The four seasons altar made of fine-grained white marble had a height of 73 centimetres and a diameter of 56.4 centimetres. Apart from a few nicks, it remains fully intact. The putto representing the winter received some damage during the carving of the dead animal, which was not repaired.

The round altar shows four putti evenly spaced around it, which seem from their attributes to represent the four seasons. Winter is dressed as a farmworker and points to winter activities with a slaughtered animal and a wine amphora. The other three personifications allude to deities, who are symbolically associated with the four seasons by authors of the literary tradition, such as Ovid and Lucretius. A girdle of flowers recalls that of the spring goddesses Venus and Flora; ears of corn and poppies refer to the goddess of fertility and summer, Ceres. The putto of autumn recalls a satyr and holds a basket of grapes, symbolising the wine and autumn god Bacchus.
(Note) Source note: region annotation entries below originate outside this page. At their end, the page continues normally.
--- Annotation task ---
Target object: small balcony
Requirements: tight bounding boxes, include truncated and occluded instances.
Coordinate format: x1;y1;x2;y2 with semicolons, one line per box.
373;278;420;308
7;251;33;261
The winter and spring putti face each other, as do the putti of autumn and summer.

== Purpose ==
The altar was probably intended less for cultic purposes than as an evocative garden ornament. Also, in the early imperial period, Imperial princes were depicted as cherubs, so there is probably a political significance in addition to the decorative function, which aimed for a prosperous growth of the Julio-Claudian dynasty.